Simone Davies*, LeSoCo director of marketing and communications adds, ‘The new branding reflects our aspirations for the future, it has signaled the beginning of the new: joining two organisations, post merger, in to one to create something new and exciting’.

Since the rebrand things have not gone well. Ofsted gave the merged college an 'inadequate' grade at the start of this year, and in June, principal Maxine Room 'stepped down' to be replaced by interim consultant principal Ioan Morgan.

It seems one of his first acts was to ditch the pointless name that was despised by staff and misunderstood by students. They have managed to re-use the expensive logo to bring it back to something that makes sense, but they are still stuck with a website url that makes little sense and presumably a whole load of other branded stuff that will have to be phased out.
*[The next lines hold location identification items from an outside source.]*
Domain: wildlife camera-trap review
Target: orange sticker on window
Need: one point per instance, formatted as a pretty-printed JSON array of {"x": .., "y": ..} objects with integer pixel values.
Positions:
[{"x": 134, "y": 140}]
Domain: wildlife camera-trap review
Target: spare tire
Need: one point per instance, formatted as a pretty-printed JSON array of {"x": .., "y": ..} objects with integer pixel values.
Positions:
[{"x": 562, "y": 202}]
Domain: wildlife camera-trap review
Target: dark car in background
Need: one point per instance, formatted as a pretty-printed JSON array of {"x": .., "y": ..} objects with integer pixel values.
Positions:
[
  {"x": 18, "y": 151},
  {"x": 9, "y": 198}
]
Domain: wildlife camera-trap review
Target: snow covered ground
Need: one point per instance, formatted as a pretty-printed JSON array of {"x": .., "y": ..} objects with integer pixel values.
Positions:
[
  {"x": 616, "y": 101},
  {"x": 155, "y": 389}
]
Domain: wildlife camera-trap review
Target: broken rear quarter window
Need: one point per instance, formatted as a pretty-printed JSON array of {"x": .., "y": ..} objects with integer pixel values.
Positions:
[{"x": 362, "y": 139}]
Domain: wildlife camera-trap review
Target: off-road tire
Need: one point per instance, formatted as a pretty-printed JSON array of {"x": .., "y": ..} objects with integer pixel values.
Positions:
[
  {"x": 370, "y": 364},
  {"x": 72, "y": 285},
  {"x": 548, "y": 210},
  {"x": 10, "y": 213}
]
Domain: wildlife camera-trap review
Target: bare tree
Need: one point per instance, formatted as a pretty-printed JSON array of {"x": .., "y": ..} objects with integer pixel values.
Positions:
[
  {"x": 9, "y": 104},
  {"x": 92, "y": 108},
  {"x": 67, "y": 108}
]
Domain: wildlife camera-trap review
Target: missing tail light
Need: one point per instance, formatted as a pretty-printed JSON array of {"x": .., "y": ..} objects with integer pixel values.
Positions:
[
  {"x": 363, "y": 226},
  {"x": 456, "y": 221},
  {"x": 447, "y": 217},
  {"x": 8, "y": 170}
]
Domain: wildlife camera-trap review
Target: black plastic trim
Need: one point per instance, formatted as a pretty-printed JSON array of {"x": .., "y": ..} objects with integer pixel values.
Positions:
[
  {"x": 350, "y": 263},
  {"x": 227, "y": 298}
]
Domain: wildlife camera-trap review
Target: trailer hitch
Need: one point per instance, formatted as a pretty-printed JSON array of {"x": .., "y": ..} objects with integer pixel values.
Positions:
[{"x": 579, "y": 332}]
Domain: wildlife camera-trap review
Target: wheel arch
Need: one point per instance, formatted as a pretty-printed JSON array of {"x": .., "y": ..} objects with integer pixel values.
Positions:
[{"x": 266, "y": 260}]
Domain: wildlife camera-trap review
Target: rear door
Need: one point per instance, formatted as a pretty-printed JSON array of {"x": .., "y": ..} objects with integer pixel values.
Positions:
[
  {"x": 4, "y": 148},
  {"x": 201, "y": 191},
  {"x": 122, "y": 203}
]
Not to mention a big hole in the finances.

*Update: I note that Simone Davies, director of marketing and communications, also left Lesoco in May of this year.


Anonymous said...

I suspect the 'client' (the college) may have come up with the 'concept' and the agency just went along with it - the statements the agency came up with are just an attempt to put the pig into a frilly frock.
The agency should be ashamed of themselves but no doubt the 'director of communication and marketing' could provide the words to get themselves (himself) out of the shit.
Another point worth making is that clients are often very poor at commissioning design and 'rebranding' because, by its very nature (hopefully) it's done infrequently

Deptford Dame said...

@anon I've just updated the piece after checking the whereabouts of the director of communication and marketing responsible for the fiasco.

If your theory about the concept is correct, surely an even bigger waste of money?! (and I'm definitely in the wrong job!)

Anonymous said...

yes, as you say, a big waste of money.

I'd misread the dir of mark and comm as coming from the agency, so, actually, as she was employed by LeSoCo you're right, an even greater waste of money.
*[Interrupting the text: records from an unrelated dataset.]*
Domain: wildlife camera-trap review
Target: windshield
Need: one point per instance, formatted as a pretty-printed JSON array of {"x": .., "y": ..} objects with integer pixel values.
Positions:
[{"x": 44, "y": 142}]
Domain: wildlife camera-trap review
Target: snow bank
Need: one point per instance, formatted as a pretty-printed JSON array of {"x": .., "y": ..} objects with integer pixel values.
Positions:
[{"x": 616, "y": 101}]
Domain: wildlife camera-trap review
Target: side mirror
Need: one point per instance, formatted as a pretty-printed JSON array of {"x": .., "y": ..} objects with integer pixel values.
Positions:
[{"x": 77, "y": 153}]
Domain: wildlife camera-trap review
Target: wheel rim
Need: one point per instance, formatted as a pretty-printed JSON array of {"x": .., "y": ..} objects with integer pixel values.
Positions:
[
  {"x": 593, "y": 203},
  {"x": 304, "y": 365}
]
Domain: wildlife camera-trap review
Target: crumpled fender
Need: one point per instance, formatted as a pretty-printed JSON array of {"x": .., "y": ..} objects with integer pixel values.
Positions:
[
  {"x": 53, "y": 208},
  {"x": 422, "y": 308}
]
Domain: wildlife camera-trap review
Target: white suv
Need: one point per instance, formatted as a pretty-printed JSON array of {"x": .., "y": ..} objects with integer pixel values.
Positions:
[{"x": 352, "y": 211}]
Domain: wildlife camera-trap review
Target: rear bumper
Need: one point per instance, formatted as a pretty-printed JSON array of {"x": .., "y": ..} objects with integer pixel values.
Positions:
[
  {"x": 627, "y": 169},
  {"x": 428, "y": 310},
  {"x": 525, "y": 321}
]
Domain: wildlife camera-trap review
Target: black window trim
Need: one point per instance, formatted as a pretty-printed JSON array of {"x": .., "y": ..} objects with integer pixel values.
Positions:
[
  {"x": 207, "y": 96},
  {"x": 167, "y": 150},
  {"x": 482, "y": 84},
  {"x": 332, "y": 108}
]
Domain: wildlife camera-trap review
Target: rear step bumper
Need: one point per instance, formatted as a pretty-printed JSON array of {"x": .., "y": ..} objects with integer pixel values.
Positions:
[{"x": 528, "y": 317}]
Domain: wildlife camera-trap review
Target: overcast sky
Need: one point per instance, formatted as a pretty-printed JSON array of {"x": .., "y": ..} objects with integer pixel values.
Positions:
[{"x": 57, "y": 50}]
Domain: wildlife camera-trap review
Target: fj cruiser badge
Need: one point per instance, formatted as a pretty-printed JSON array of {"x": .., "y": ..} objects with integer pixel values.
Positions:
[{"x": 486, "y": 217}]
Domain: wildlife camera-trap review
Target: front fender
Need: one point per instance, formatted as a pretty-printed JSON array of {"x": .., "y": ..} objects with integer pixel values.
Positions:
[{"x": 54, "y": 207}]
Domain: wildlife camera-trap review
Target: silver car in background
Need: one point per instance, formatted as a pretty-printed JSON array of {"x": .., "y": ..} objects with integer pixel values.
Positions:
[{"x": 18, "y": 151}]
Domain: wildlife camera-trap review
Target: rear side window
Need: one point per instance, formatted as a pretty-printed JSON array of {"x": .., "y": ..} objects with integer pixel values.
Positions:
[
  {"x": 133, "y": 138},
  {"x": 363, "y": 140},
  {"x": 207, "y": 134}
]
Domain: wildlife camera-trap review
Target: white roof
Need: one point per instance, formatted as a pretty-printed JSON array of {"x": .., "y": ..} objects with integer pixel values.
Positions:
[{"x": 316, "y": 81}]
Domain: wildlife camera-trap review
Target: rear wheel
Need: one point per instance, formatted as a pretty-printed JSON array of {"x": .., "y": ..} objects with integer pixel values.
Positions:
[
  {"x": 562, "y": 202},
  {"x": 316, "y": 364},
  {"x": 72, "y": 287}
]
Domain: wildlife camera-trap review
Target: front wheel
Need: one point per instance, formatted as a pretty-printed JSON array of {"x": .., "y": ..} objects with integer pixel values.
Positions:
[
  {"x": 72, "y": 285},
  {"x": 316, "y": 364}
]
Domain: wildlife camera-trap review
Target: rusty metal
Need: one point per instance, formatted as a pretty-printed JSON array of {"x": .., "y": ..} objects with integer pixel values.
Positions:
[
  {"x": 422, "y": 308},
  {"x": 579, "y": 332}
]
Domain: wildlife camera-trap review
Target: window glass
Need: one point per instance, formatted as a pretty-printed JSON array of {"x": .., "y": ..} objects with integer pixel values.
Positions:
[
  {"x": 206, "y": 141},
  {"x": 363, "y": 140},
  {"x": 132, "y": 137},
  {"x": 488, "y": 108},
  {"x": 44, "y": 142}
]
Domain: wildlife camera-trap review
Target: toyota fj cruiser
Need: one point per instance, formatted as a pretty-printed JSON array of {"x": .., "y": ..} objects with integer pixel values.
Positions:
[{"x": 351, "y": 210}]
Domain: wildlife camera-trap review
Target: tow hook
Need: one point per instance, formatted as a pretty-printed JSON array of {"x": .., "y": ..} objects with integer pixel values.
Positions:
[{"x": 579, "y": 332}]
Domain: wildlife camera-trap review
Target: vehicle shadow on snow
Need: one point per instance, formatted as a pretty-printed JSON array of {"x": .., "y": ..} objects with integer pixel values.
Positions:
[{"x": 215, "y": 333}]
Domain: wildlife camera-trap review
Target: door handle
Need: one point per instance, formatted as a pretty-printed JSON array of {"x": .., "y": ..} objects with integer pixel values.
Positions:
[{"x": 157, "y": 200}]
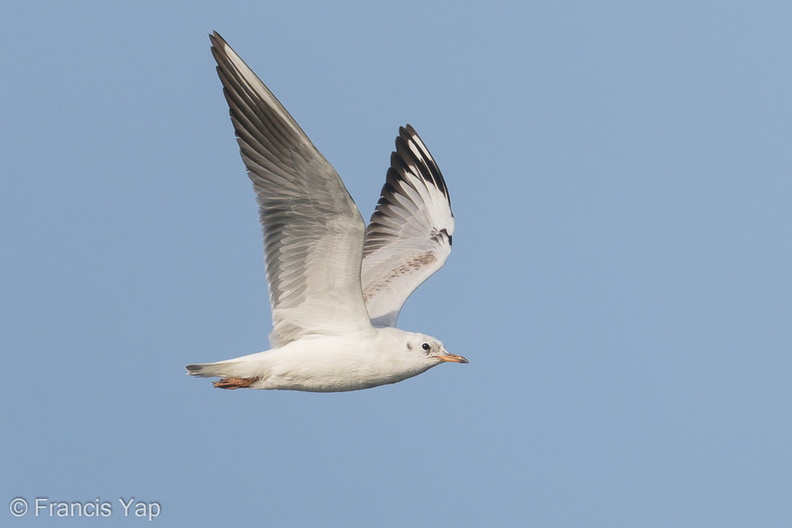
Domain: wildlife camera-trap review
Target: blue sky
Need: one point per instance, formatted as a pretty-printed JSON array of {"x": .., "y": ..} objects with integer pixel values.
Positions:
[{"x": 620, "y": 280}]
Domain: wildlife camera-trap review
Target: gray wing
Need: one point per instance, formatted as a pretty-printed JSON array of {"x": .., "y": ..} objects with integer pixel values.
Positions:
[
  {"x": 313, "y": 232},
  {"x": 409, "y": 235}
]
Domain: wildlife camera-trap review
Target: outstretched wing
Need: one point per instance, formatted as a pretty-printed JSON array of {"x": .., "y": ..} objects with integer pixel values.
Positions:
[
  {"x": 409, "y": 235},
  {"x": 313, "y": 232}
]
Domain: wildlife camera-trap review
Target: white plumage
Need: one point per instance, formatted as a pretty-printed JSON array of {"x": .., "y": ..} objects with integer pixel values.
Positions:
[{"x": 336, "y": 287}]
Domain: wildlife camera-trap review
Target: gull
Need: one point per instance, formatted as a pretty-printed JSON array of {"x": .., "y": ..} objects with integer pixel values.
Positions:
[{"x": 336, "y": 287}]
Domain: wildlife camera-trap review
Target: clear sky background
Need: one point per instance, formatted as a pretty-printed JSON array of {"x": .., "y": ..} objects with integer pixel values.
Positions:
[{"x": 621, "y": 176}]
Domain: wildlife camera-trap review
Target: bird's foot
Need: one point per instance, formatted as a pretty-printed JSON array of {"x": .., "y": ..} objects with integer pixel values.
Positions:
[{"x": 235, "y": 383}]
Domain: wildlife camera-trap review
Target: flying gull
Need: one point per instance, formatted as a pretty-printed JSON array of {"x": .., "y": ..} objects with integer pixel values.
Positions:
[{"x": 336, "y": 286}]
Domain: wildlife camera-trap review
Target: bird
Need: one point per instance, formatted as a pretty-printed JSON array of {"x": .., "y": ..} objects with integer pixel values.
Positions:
[{"x": 336, "y": 286}]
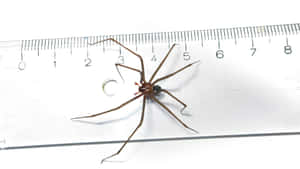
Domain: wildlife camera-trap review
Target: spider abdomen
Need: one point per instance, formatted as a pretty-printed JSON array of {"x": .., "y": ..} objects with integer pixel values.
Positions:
[{"x": 156, "y": 89}]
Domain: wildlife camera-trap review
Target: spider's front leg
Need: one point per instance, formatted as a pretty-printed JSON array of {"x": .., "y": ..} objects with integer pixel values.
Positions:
[
  {"x": 130, "y": 136},
  {"x": 113, "y": 109},
  {"x": 127, "y": 67}
]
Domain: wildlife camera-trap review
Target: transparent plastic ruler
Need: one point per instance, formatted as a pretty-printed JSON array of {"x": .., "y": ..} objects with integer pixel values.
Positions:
[{"x": 247, "y": 83}]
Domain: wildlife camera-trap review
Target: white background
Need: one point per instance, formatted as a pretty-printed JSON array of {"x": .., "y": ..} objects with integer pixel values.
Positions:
[{"x": 39, "y": 19}]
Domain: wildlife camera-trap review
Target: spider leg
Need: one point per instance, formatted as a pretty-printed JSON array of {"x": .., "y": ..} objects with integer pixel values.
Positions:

But it's possible she was handicapped in her job by *her* overbearing superiors.

It's a big problem - people interfering outside their expertise - and graphic design (and associated) has suffered much from this for many years. ('Brand development' is also generally an assemblage of managers who've done a six month marketing course and think they know all about it . . .)

I'm sounding old and bitter, OK, I am old and bitter


Anonymous said...

Dame, you don't mention the widely held (but unchecked by me) belief that Lesoco means something in an African language that may be unflattering. It's probably an unfounded rumour, but I'd be interested to know if any of your readers know?

Anonymous said...

Well, at least the DLR didn't bother rebranding their signs and announcements!